To determine the confounding factors of ribavirin treatment studies and propose a therapeutic scheme for COVID-19.
PubMed database was searched over a period of five decades utilizing the terms “ribavirin” alone or combined with other compounds in measles, severe acute respiratory syndrome, Middle East respiratory syndrome, and COVID-19 infections. The literature search was performed and described according to Preferred Reporting Items for Systematic Reviews and Meta-Analyses guidelines. Articles were considered eligible when they reported on ribavirin dose regimens and/or specified outcomes concerning its efficacy and/or possible adverse-effects. In vitro and animal studies were also retrieved. A chapter on ribavirin’s pharmacology was included as well.

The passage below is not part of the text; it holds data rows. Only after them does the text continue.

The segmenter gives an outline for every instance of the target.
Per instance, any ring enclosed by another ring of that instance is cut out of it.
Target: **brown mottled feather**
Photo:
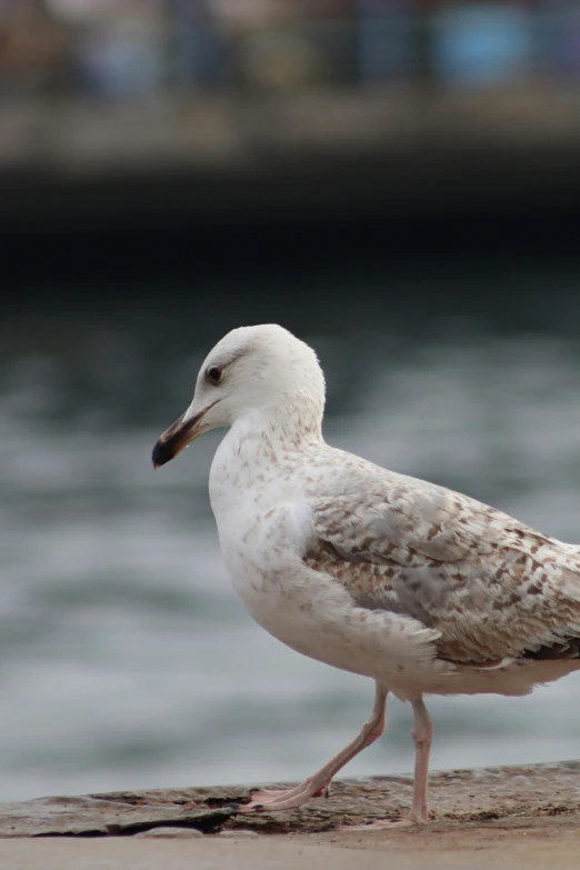
[[[346,453],[341,463],[328,494],[312,493],[310,567],[361,607],[440,631],[440,658],[578,657],[578,547],[432,483]]]

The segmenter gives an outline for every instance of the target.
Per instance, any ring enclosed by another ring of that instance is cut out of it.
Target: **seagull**
[[[580,668],[580,547],[494,508],[326,443],[324,376],[278,324],[241,327],[209,353],[154,468],[229,429],[209,477],[220,548],[253,619],[293,650],[374,680],[360,733],[292,789],[244,812],[300,807],[409,701],[416,747],[407,819],[428,822],[433,726],[423,696],[524,696]],[[368,827],[368,826],[367,826]]]

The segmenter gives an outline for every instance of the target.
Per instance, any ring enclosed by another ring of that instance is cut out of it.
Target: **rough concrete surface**
[[[410,791],[407,777],[347,780],[334,784],[329,799],[260,816],[228,806],[247,801],[248,786],[4,803],[0,868],[342,870],[354,861],[369,870],[580,866],[578,761],[433,773],[430,824],[360,830],[373,819],[404,816]]]

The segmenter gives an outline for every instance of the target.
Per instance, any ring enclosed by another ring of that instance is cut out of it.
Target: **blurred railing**
[[[0,0],[0,99],[580,84],[578,0]]]

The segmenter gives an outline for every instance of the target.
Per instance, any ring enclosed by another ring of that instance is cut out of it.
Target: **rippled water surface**
[[[459,318],[431,306],[421,329],[412,306],[394,322],[367,310],[352,329],[304,316],[329,381],[328,440],[580,541],[578,282],[564,283],[568,308],[554,319],[552,302],[550,319],[536,300],[533,322],[504,324],[493,306]],[[189,316],[4,324],[1,799],[297,779],[369,713],[370,681],[286,649],[230,589],[207,497],[220,434],[151,470],[202,357],[236,324],[187,329]],[[580,674],[526,699],[429,707],[434,768],[579,751]],[[387,736],[347,773],[409,770],[410,724],[390,702]]]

In addition to the difficulties and pressures of an emerging pandemic, there is the burden of designing and conducting well-organized, double-blind, randomized controlled trials. Many studies have succumbed to specific pitfalls, one of which was identified in naturally ribavirin-resistant Vero cell lines in in vitro studies. Other pitfalls include study design inconsistent with the well-established clinical course of disease; inappropriate pharmacology of applied treatments; and the misinterpretation of study results with misconceived generalizations. A comprehensive treatment for COVID-19 is proposed, documented by thorough, long-term investigation of ribavirin regimens in coronavirus infections.

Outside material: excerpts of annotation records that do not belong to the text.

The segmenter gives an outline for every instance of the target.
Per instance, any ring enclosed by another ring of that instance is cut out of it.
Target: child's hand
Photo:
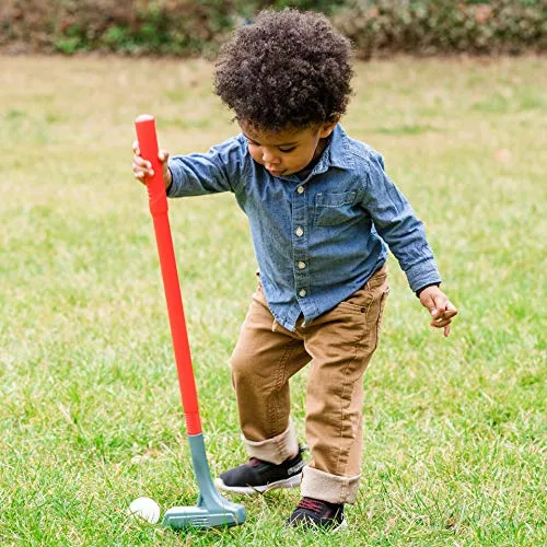
[[[171,171],[167,167],[167,160],[170,153],[165,150],[160,150],[158,152],[158,159],[160,160],[163,168],[163,184],[165,188],[168,188],[172,182]],[[146,177],[154,176],[152,170],[152,164],[142,159],[139,150],[139,142],[133,141],[133,176],[139,181],[139,183],[147,184]]]
[[[420,292],[420,302],[429,310],[432,321],[430,325],[437,328],[444,328],[444,336],[450,335],[450,324],[457,315],[457,310],[439,287],[428,287]]]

A comprehensive treatment strictly tailored to distinct disease stages was proposed based upon studies on ribavirin and coronavirus infections.

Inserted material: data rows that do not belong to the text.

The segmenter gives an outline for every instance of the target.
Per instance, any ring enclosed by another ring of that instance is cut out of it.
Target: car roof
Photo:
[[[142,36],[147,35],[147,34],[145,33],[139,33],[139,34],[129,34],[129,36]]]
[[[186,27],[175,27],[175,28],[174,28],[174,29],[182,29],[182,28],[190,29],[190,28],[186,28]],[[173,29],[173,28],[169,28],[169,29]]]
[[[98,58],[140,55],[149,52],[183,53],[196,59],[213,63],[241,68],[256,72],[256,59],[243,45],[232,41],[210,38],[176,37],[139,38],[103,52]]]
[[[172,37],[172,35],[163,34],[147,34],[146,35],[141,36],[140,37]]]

Core Tip: Documented by accumulated data from coronaviruses studies and considering six identified pitfalls to which most of the studies fall victim, the early antiviral treatment is crucial for reducing viral load, transmission, and preventing disease severity. In coronavirus disease 2019, initiation of interferon-β plus ribavirin plus lopinavir/ritonavir is beneficial when targeting selected patients early during Stage I, and is a regimen that can be administered while the patient is at home in quarantine. If disease progresses to Stages IIb-III, corticosteroids (mainly pulsed methylprednisolone) are effective, but if they fail or extrapulmonary systemic hyperinflammation syndrome develops, tocilizumab (or anakinra) should be co-administered.